Sa voix est vacillante, son rire crispant. Il porte des haillons salis par l’air iodé et par des oublis de lavage successifs, et fourre ses panards dans de hautes bottes de cuir trouées au niveau des orteils. D’ailleurs, ses ongles sont… étrangement pointus.
Et son visage ! Ridé au possible, sauf sur la joue droite. Cette joue là est lisse comme une peau de bébé, propre de toute salissure – au contraire du reste, bien entendu – et dénué de cicatrices.

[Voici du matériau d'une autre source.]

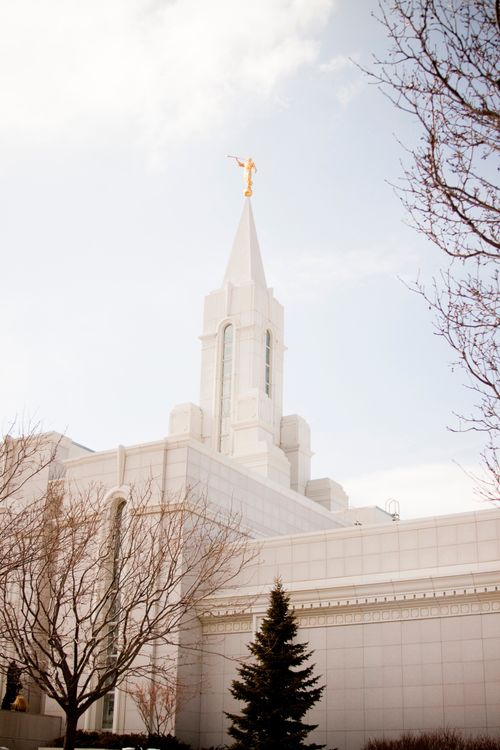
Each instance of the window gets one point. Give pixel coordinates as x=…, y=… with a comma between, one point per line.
x=225, y=389
x=108, y=702
x=267, y=366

Balafré au niveau des yeux, entaillé au menton, découpé dans le cou, son corps ressemble à une expérience chirurgicale qui aurait mal tourné.
- Je m’appelle Bernarle R. Myth, guuuugugugugugugugu !
Et son nom a une odeur de fruit de mer.
- Réussiras-tu, gugugu, à franchir mon domaaaaaine, vaillant aventurieeeeer ?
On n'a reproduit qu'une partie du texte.